Falling particle receiver technology is attractive because it can cost-effectively capture and store heat at higher temperatures without breaking down, which is an issue for conventional molten salts. The falling particle receiver developed at Sandia drops sand-like ceramic particles through a beam of concentrated sunlight, and captures and stores the heated particles in an insulated container below. The technique enables operating temperatures of nearly 1,000 C. Such high temperatures translate into greater availability of energy and cheaper storage costs because at higher temperatures, less heat-transfer material is needed.

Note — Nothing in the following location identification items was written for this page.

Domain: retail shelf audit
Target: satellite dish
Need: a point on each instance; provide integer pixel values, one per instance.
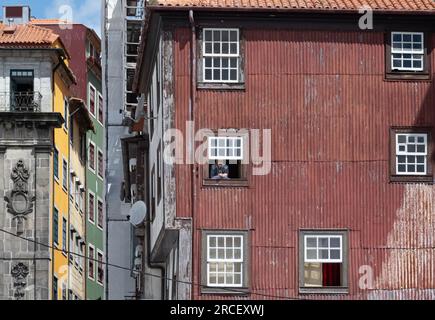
(138, 213)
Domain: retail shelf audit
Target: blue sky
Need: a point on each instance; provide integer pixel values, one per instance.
(87, 12)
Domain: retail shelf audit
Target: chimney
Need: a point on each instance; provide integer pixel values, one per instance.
(13, 15)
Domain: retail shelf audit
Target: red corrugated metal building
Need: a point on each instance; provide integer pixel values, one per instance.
(341, 215)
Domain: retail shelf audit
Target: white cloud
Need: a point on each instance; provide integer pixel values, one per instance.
(87, 12)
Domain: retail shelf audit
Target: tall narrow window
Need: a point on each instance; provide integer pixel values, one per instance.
(91, 208)
(65, 113)
(100, 109)
(323, 263)
(92, 92)
(65, 174)
(100, 214)
(56, 226)
(100, 268)
(100, 164)
(64, 226)
(91, 263)
(55, 288)
(221, 54)
(91, 156)
(56, 164)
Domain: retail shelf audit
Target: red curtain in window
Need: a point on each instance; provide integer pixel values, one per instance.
(331, 274)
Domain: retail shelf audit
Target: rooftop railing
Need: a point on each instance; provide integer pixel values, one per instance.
(20, 101)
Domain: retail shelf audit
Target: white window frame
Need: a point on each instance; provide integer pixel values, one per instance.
(234, 148)
(411, 51)
(56, 151)
(89, 156)
(93, 209)
(317, 248)
(228, 55)
(97, 111)
(97, 167)
(95, 99)
(99, 200)
(226, 261)
(411, 154)
(65, 174)
(102, 262)
(93, 261)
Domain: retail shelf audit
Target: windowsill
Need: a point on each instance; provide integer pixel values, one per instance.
(335, 290)
(407, 76)
(234, 291)
(225, 183)
(220, 86)
(411, 179)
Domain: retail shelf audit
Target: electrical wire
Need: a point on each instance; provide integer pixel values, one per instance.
(145, 273)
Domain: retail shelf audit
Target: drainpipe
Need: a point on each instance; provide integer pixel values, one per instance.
(192, 119)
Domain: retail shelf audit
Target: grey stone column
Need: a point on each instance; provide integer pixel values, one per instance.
(42, 223)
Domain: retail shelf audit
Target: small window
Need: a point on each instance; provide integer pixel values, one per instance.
(64, 226)
(225, 156)
(100, 214)
(407, 51)
(225, 260)
(323, 260)
(100, 164)
(221, 55)
(407, 56)
(91, 257)
(91, 208)
(55, 288)
(411, 155)
(56, 164)
(92, 92)
(65, 174)
(100, 109)
(65, 113)
(56, 226)
(91, 156)
(100, 268)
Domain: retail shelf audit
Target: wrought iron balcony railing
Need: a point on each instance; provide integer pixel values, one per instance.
(20, 102)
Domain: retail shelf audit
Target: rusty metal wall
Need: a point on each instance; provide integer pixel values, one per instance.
(330, 110)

Central receiver systems use mirrors to concentrate sunlight on a target, typically a fluid, to generate heat, which powers a turbine and generator to produce electricity. Currently, such systems offer about 40% thermal-to-electric efficiency. The falling particle receiver enables higher temperatures and can work with higher-temperature power cycles that can achieve efficiencies of 50% or more.

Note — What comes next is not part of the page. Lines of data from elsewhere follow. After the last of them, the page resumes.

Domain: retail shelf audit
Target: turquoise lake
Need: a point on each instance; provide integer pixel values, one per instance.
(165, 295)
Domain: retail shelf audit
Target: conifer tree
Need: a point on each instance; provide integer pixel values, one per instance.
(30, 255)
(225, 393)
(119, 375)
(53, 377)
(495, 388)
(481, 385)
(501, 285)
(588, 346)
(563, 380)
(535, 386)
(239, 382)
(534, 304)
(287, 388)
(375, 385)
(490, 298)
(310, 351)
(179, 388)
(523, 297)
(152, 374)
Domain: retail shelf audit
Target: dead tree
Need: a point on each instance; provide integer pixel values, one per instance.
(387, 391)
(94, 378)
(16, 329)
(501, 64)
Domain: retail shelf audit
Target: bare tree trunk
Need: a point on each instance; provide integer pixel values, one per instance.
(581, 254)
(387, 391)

“Our goal is to develop a prototype falling particle receiver to demonstrate the potential for greater than 90% thermal efficiency, achieve particle temperatures of at least 700 C, and be cost competitive,” said the project’s principal investigator, Sandia engineer Cliff Ho. “The combination of these factors would dramatically improve the system performance and lower the cost of energy storage for large-scale electricity production.”
The project is funded up to $4 million by the U.S. Dept. of Energy (DOE)’s SunShot Initiative, which aims to drive down solar energy production costs and pave the way to widespread use of concentrating solar power and photovoltaics.